A Barclaycard customer was told at the start of last month that his credit limit had been reduced from £8,500 to £1,000 after the bank repeatedly raised it without asking.
Its parent bank, Barclays, said income of its UK credit card division fell 24 per cent to £1.514 billion “as lower levels of borrowing and spending by customers led to a lower level of interest-earning lending balances”.
Ironically, the results of the survey published by the Bank of England on Thursday estimated the availability of unsecured credit such as cards and personal loans would increase between April and May.
Demand was also expected to pick up after declining in the first three months of 2021.
Barclaycard was one of several banks that increased its credit card terms generously by 0 per cent in recent months as lenders seemed to become more optimistic about the UK’s economic recovery from the coronavirus pandemic.
But the decision leaves borrowers, who will now have less purchasing power than they did before, with a twofold headache.
Lowering their credit limit means that any balance will now amount to a percentage higher than this new limit, which can damage their credit score.
Justin Pasini, CEO of credit screening firm ClearScore, said: ‘It is generally seen as a good thing if a person uses only a small percentage of their total credit limit because it shows they are not overly dependent on credit and are unlikely to max out on their cards.
“By lowering the total credit limit, this ratio can increase, which can have a negative impact on an individual’s credit score.”
Meanwhile, lowering the limit by as much as 97 percent impedes the ability to make large one-time purchases on the card, such as holidays, as the economy opens up.
A customer whose limit was reduced from £8,500 to £1,000, which was an 88 per cent drop, said: ‘I’d have no problem lowering my limit a bit, but the £1,000 limit is somewhat useless even if it was Just book flights for a family of four.
Some cuts look extreme.
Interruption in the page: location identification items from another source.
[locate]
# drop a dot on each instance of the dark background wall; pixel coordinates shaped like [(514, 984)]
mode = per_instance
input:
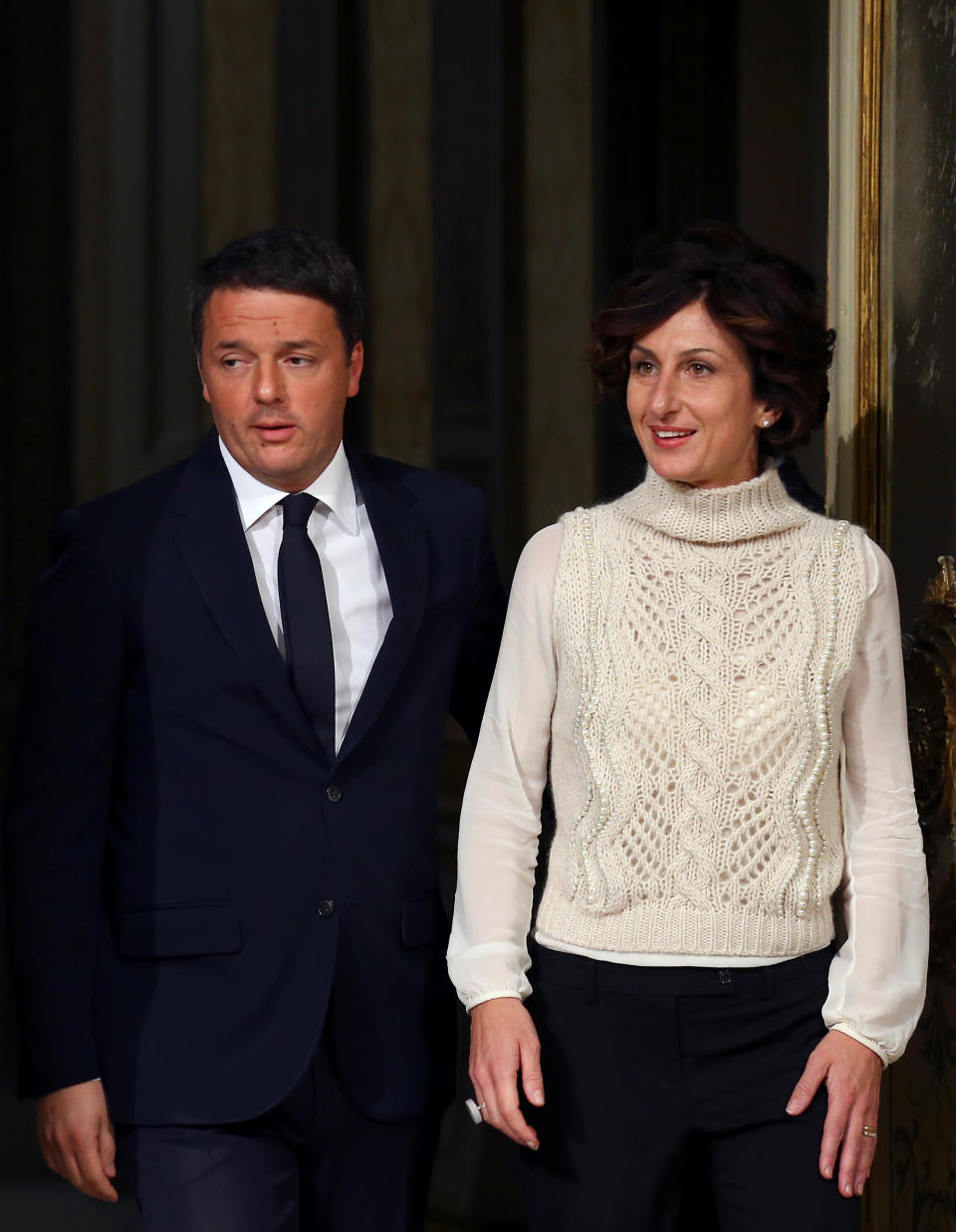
[(489, 166)]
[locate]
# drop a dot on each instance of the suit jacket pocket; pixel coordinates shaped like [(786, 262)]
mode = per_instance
[(180, 931)]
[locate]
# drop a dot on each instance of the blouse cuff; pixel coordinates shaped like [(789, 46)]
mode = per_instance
[(855, 1034), (487, 971)]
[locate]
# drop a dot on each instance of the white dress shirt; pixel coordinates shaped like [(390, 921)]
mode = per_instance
[(877, 980), (359, 608)]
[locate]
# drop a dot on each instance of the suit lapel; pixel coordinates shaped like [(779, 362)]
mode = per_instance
[(401, 549), (209, 536)]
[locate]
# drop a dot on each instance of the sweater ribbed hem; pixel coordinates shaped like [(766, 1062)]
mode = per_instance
[(681, 928)]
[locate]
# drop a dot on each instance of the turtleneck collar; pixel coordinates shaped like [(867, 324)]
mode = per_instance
[(747, 510)]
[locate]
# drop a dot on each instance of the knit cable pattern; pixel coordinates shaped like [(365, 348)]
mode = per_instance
[(705, 639)]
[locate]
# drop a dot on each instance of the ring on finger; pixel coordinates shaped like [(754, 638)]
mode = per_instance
[(474, 1110)]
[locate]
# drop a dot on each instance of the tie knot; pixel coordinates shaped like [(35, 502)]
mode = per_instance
[(296, 510)]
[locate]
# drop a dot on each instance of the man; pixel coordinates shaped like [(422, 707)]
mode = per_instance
[(219, 847)]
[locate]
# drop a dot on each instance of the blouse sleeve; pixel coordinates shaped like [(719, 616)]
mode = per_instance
[(500, 821), (877, 980)]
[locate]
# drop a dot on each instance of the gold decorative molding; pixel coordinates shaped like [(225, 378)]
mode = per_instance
[(870, 455)]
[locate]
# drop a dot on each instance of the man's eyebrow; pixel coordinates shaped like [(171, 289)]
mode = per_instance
[(294, 344)]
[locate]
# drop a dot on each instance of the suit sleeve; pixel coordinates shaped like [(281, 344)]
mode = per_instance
[(58, 807), (483, 632)]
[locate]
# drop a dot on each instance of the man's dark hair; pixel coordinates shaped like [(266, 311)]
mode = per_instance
[(764, 298), (282, 259)]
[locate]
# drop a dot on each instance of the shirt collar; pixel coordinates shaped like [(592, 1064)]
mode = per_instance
[(334, 488)]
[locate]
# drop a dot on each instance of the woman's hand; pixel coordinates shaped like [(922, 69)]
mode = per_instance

How many people want a minimum cost of cheap TV? You can’t spread the cost of the vacation over a year if he didn’t pay the maximum for the vacation in the first place.
Sarah Williams, Debt Counselor
“Some of the cuts sound extreme,” Sarah Williams, a debt counselor who runs the Debt Camel blog, told This is Money. How many people want a minimum cost of cheap TV?
“You can’t spread the cost of the vacation over a year if he doesn’t pay the maximum amount for the vacation in the first place.”
A Barclaycard spokesperson said: “As with many other lenders, our credit risk models take into account changes in the UK economy, as these changes may affect our customers’ ability to manage their borrowing effectively.
Over the past year, we have had to take into account the ongoing economic impact of the Coronavirus, and this has resulted in an increase in the number of customers receiving the credit limit.
Customers attacked the company on Twitter after finding out their limits had been lowered
Having updated credit risk models is part of our commitment to being a responsible lender, to help ensure that customers do not borrow more than they can comfortably afford.
For some customers, where we do not believe their current limit is affordable, we provide information on how to appeal the limit change by checking their income.
“When we reduce a customer’s credit limit, we will not reduce it below their current balance, and we will ensure that they have at least enough space in their account to continue basic spending.”